In each of the above embodiments, the orifice 12 may be hexagonal in shape. Specifically, the shape of the orifice 12 may be a regular hexagon, i.e., the length of each side wall 121 of the orifice 12 is equal.
In this embodiment, when the hexagonal orifice 12 is subjected to an external force, the deformation amounts of the various parts are close to each other, so that the valve stent 1 can be expanded uniformly, the performance of the valve in the body of a patient is improved, and meanwhile, the structure of the valve stent 1 can be simplified, and the appearance performance of the valve is improved.
On the other hand, the material of the valve stent 1 includes cobalt-chromium alloy.
Meanwhile, the first support part 13 is provided at the orifice 12 corresponding to the skirt 3.
One end of a skirt 3 of the traditional valve is fixedly connected with the valve leaflet 2, the other end of the skirt is fixedly connected with the bottom end of the valve support 1, the valve is compressed in a catheter, and when the valve is replaced by a percutaneous intervention heart valve, the valve is expanded at a required position through balloon expansion, so that a native valve is replaced. But native valve or leaflet 2 opens and shuts asynchronously, causes the palirrhea serious, or leaflet 2 calcification is serious, and the opening and shutting is incomplete, either kind of situation, after percutaneous implanted valve is implanted, support 1 all can laminate inseparably with surrounding ring face more easily to make blood flow into the ventricle from valve edge gap, cause the perivalvular leakage, when the perivalvular leakage is serious, lead to patient postoperative complications such as chest distress, short breath, hemolysis, anemia, angina pectoris.

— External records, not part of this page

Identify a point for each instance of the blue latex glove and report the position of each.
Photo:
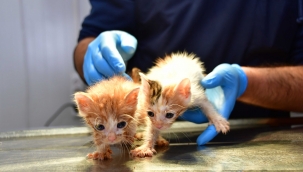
(223, 86)
(107, 54)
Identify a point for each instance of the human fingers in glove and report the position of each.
(106, 55)
(223, 86)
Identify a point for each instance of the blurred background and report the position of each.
(36, 70)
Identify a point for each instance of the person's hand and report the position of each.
(107, 54)
(223, 86)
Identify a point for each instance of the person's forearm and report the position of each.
(275, 87)
(79, 54)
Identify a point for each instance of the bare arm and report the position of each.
(275, 87)
(79, 53)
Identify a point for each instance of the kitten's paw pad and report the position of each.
(222, 125)
(162, 142)
(143, 152)
(139, 136)
(100, 156)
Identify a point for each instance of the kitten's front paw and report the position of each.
(99, 155)
(162, 142)
(139, 136)
(143, 151)
(221, 124)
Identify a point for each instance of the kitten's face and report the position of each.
(165, 104)
(111, 129)
(112, 118)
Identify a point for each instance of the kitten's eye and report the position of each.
(150, 113)
(121, 124)
(169, 115)
(100, 127)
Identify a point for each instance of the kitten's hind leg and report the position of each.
(221, 124)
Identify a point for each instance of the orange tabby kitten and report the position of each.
(108, 107)
(168, 89)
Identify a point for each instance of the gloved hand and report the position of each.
(107, 54)
(223, 86)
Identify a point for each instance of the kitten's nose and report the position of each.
(159, 126)
(111, 137)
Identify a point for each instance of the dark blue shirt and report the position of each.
(246, 32)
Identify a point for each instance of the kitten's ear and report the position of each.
(132, 97)
(83, 101)
(183, 89)
(145, 87)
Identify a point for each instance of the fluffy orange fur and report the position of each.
(167, 90)
(108, 107)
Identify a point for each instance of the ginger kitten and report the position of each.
(108, 107)
(168, 89)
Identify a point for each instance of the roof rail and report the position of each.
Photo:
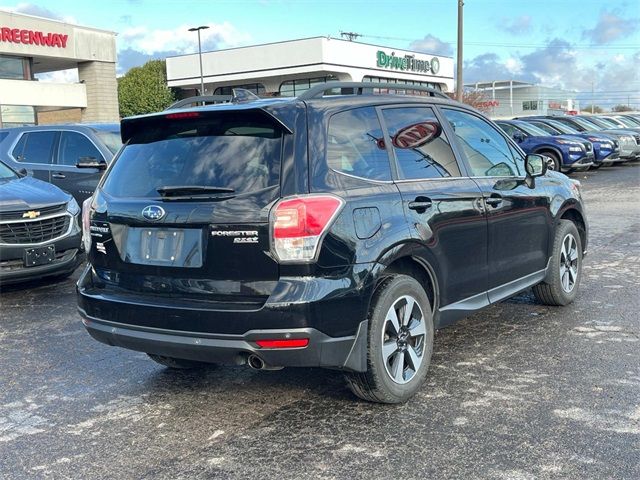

In order to solve the technical problem, as shown in fig. 1 and 2, after the skirt 3 is installed on the valve support 1, the area of the skirt 3 is larger than or equal to that of the valve support 1, so that the skirt 3 can move freely. Therefore, after the valve is placed into a human body, the skirt edge 3 can move freely, so that gaps between the valve and the surrounding ring surface can be filled under the pressure of blood, the valve is tightly attached to the surrounding ring surface after being placed into the human body, the blood is prevented from flowing into a ventricle from the edge of the valve, the perivalvular leakage is reduced, and the purpose of treatment is finally achieved.
More specifically, as shown in fig. 1 and 2, the skirt 3 is closed along the circumference of the valve holder 1. After the valve is implanted percutaneously, the closed skirt 3 is attached to the ring surface of the native valve more tightly, so that blood can be reduced from flowing into the heart chamber of a patient from the gap of the valve support 1, the perivalvular leakage of the valve is reduced, the occurrence of complications of the patient such as chest distress, shortness of breath, hemolysis, anemia and angina pectoris after valve replacement is reduced, and the safety of the valve is improved.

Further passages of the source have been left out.